Besides all of the revolutionary significance in the area there is a rich literary history as well. In Concord in the mid-1800s the Transcendental movement was in full swing supported and spurred on by local heroes Louisa May Alcott, her father Bronson, Henry David Thoreau, Ralph Waldo Emerson, and Nathaniel Hawthorne. Not only were they literary giants but they were philosophers and trend-setters; naturalists, vegetarians, abolitionists.

Their homes are all open for tours now and you can see where Hawthorne's wife inscribed poems and thoughts on the window panes of the Old Manse with her diamond ring. But my favorite was Orchard House, the home immortalized in Louisa May Alcott's classic Little Women. She modeled the story after the portion of her own life spent with her sisters in the home and walking its halls is like stepping into the story. Amy's drawings (Alcott's artistic sister was actually named May) are all over the house scrawled on firescreens and door frames. Beth's piano is in the corner. Alcott's/Jo's writing desk is under the window. It's so amazing to be able to see where and get a taste of how such classics were created.

The Old Manse
Orchard House




I first read Walden in high school and I've returned to it many times over the years.  There's just something about it that speaks to me on various levels. So I was thrilled to visit the site of the famous cabin and walk along the banks of pond for myself. I was surprised at how big it was (in my mind 'pond' = 'little') and to see people swimming and rafting and sunbathing. But the woods were beautiful and still and there were pockets of privacy even along the shoreline where you could almost imagine what Thoreau's view might have been like all those years ago.

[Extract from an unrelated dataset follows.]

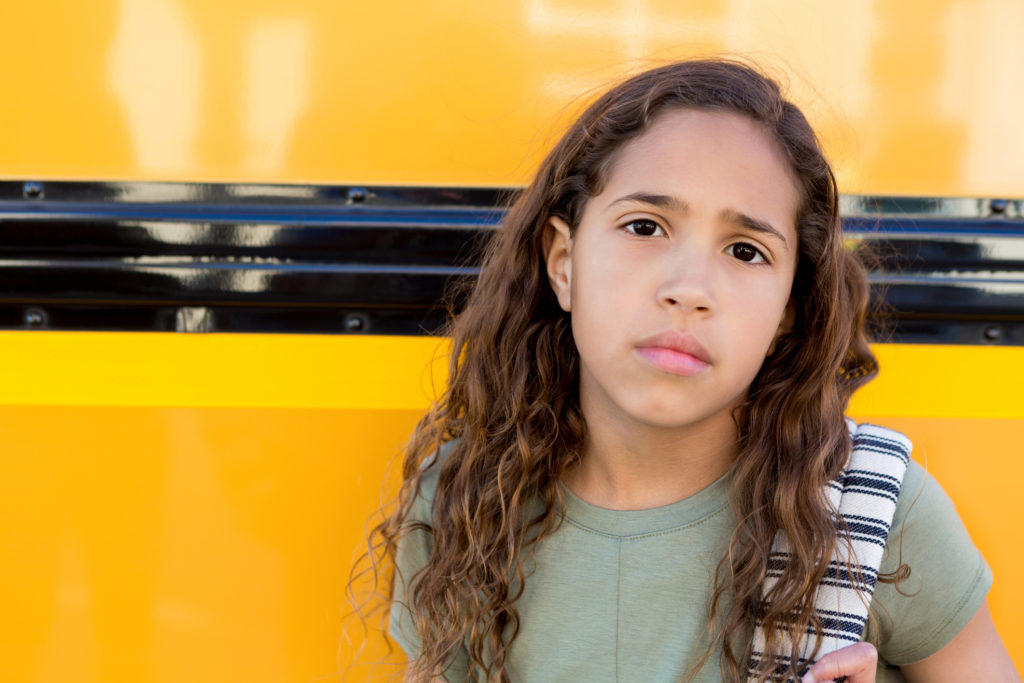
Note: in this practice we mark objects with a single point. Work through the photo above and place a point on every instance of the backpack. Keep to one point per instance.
(864, 494)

In the sunshine and the stillness one could easily understand his sentiments, "I never found the companion that was so companionable as solitude."

I'll leave you with a few more of my favorite words from Walden:

No method nor discipline can supersede the necessity of being forever on the alert.

Books are the treasured wealth of the world and the fit inheritance of generations and nations.

In the long run men hit only what they aim at. Therefore, though they should fail immediately, they had better aim at something high.

I went to the woods because I wished to live deliberately, to front only the essential facts of life, and see if I could not learn what it had to teach, and not, when I came to die, discover that I had not lived.